Avec notre correspondante à Rome, Anne Le Nir
C’est un évènement sans précédent dans l’histoire de la République italienne. Les juges de la Cour d’assisee de Palerme se sont déplacés à Rome pour recueillir, à portes closes, le témoignage du chef de l’État Giorgio Napolitano, dans le cadre d’un procès sur les négociations secrètes entre État et mafia ouvert en mai 2013 à Palerme.
L’audition s’est tenue dans une salle palais du Quirinal, siège de la présidence de la République, littéralement blindé, et interdit d’accès aux médias. Elle a débuté à 10h mardi matin et s’est achevée à 13h30. Les déclarations de Giorgio Napolitano devraient être rendues publiques au cours des prochains jours.
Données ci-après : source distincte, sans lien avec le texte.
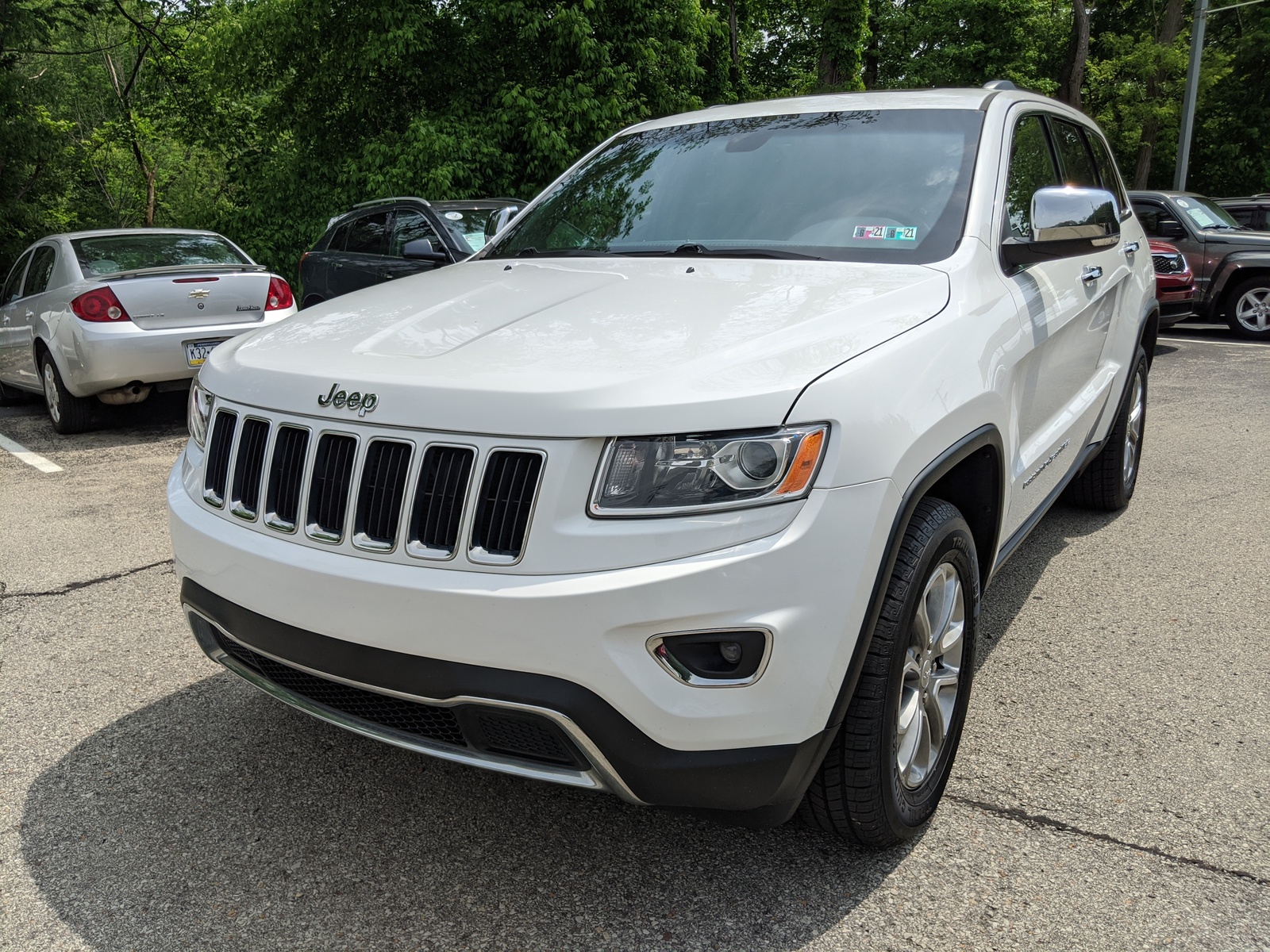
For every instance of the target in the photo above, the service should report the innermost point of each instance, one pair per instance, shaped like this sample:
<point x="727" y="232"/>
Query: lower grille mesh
<point x="408" y="716"/>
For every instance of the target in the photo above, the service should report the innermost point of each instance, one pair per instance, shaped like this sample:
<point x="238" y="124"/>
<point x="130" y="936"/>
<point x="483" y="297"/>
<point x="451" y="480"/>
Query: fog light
<point x="713" y="658"/>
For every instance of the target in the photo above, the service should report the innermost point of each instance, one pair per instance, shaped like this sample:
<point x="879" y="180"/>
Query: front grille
<point x="283" y="503"/>
<point x="328" y="493"/>
<point x="438" y="501"/>
<point x="379" y="501"/>
<point x="406" y="716"/>
<point x="505" y="505"/>
<point x="249" y="467"/>
<point x="484" y="727"/>
<point x="217" y="473"/>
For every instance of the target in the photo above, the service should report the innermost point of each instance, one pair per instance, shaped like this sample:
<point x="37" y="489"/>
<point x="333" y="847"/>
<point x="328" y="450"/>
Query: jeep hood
<point x="581" y="347"/>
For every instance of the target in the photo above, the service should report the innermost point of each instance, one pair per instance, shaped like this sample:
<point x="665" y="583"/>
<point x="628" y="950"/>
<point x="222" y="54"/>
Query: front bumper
<point x="575" y="645"/>
<point x="95" y="357"/>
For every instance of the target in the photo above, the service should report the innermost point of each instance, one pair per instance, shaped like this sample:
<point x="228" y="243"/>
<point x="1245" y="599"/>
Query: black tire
<point x="67" y="412"/>
<point x="861" y="793"/>
<point x="1254" y="294"/>
<point x="1109" y="480"/>
<point x="10" y="397"/>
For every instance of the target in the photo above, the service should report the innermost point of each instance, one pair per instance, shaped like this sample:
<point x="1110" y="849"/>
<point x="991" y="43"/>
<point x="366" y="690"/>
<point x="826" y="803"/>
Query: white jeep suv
<point x="687" y="486"/>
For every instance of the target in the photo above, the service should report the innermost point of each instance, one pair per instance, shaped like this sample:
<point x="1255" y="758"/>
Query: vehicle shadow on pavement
<point x="220" y="819"/>
<point x="1013" y="585"/>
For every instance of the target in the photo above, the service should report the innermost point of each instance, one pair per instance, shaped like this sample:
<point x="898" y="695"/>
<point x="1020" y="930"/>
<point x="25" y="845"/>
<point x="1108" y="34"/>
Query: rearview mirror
<point x="1066" y="222"/>
<point x="422" y="251"/>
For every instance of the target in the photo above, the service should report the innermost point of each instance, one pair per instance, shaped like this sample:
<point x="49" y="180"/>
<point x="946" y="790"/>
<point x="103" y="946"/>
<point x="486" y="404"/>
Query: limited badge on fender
<point x="337" y="397"/>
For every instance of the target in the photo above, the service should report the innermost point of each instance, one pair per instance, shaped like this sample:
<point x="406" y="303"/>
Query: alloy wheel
<point x="1253" y="310"/>
<point x="933" y="674"/>
<point x="51" y="397"/>
<point x="1133" y="429"/>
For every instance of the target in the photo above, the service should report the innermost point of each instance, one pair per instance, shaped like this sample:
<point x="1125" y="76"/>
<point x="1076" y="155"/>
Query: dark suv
<point x="1251" y="213"/>
<point x="1231" y="263"/>
<point x="393" y="238"/>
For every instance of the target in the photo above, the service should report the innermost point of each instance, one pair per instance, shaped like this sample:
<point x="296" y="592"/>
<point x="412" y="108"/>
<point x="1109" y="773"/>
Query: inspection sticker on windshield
<point x="887" y="232"/>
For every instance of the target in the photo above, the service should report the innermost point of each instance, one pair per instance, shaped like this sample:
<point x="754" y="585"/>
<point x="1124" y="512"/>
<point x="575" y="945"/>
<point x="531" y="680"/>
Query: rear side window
<point x="1108" y="173"/>
<point x="13" y="286"/>
<point x="410" y="225"/>
<point x="1032" y="167"/>
<point x="1073" y="155"/>
<point x="40" y="272"/>
<point x="112" y="254"/>
<point x="368" y="235"/>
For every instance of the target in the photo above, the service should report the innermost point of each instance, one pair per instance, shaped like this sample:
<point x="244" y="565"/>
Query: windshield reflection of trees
<point x="605" y="200"/>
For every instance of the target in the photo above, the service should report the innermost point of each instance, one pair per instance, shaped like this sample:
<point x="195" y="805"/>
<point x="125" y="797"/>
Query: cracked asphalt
<point x="1113" y="787"/>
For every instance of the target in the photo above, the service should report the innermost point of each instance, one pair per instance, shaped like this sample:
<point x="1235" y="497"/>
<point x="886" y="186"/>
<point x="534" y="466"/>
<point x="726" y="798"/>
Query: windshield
<point x="1206" y="213"/>
<point x="876" y="186"/>
<point x="111" y="254"/>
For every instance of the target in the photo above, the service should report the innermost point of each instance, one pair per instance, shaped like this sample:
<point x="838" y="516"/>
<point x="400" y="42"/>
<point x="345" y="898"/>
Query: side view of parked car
<point x="1230" y="262"/>
<point x="394" y="238"/>
<point x="1251" y="211"/>
<point x="107" y="317"/>
<point x="687" y="486"/>
<point x="1175" y="283"/>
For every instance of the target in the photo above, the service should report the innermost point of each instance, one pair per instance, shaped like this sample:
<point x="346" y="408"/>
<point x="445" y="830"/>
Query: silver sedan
<point x="108" y="317"/>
Il a répondu à vingt questions et aurait déclaré ne pas avoir été tenu au courant des accords « secrets » entre représentants des institutions italiennes et « dirigeants » mafieux.
Ce procès porte sur les tractations, entre des responsables gouvernementaux et la mafia sicilienne, entre 1992 et 1994. Des négociations secrètes destinées à mettre fin à la saison des attentats meurtriers. Ces derniers ayant notamment coûté la vie à deux grands juges anti-mafia : Giovanni Falcone e Paolo Borsellino.
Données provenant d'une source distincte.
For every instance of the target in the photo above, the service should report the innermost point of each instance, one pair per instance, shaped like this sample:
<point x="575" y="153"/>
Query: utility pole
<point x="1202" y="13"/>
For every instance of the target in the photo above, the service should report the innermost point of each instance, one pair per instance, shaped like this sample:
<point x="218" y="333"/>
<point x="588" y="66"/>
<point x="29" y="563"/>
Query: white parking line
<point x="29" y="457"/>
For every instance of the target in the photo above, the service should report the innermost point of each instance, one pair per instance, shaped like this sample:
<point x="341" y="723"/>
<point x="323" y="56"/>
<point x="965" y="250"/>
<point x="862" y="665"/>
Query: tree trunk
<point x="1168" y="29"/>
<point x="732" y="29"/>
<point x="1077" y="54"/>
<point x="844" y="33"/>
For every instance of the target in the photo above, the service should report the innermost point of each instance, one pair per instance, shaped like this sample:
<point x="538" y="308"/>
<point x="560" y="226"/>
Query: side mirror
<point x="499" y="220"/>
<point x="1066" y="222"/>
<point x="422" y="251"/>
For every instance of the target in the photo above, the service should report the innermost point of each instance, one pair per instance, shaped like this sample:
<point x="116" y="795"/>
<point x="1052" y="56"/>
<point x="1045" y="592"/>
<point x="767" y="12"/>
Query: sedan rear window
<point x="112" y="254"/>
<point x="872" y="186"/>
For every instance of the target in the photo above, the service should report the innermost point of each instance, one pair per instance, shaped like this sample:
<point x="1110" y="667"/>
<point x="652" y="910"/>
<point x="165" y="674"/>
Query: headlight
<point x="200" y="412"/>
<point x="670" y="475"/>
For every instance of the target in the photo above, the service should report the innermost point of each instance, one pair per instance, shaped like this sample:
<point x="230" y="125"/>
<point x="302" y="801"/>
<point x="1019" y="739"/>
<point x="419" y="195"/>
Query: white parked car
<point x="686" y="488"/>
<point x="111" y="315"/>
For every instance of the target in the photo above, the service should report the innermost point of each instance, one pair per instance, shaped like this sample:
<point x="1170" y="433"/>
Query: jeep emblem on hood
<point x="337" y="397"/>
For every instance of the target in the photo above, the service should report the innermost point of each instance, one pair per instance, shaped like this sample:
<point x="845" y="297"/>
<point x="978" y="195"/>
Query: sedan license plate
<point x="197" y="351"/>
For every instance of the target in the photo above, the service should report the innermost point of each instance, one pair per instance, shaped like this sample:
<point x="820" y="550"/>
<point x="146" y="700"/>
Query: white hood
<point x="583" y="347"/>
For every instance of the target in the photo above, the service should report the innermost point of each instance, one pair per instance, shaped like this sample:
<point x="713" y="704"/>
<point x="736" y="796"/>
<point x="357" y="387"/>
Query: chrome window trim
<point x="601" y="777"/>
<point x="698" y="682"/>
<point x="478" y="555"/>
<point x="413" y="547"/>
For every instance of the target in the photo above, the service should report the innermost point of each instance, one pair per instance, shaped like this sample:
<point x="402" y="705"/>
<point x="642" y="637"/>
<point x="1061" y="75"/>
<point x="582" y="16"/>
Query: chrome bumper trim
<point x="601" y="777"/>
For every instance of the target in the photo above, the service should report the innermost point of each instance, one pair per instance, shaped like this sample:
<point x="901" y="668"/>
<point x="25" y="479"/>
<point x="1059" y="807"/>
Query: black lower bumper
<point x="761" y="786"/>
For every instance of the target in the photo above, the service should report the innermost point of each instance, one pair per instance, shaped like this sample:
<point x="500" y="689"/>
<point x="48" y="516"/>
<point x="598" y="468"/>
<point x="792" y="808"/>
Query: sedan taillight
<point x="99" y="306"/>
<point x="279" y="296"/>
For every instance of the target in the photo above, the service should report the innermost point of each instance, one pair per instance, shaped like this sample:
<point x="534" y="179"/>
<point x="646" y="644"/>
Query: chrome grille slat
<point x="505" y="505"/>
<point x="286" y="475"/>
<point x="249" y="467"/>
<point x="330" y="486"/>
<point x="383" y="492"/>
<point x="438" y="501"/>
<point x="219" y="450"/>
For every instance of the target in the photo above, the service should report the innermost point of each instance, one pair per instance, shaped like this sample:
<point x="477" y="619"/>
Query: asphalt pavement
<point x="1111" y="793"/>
À cette époque, l’actuel chef de l’État, Giorgio Napolitano, était président de la Chambre des députés. Raison pour laquelle les magistrats estiment que son témoignage pourrait aider à mieux faire la lumière sur les négociations secrètes. Dix personnes, dont le ministre de l'Intérieur de l'époque, Nicola Mancino, ainsi que le parrain des parrains de Cosa Nostra – la mafia sicilienne - Toto Riina, emprisonné depuis 1993, sont sur le banc des accusés. Depuis 1994, la mafia n’a plus organisé d’attentats à la bombe, mais selon les déclarations du magistrat anti-mafia Antonio Di Matteo « un retour de la violence contre les institutions italiennes, orchestré par des organisations mafieuses, ne peut être exclu ».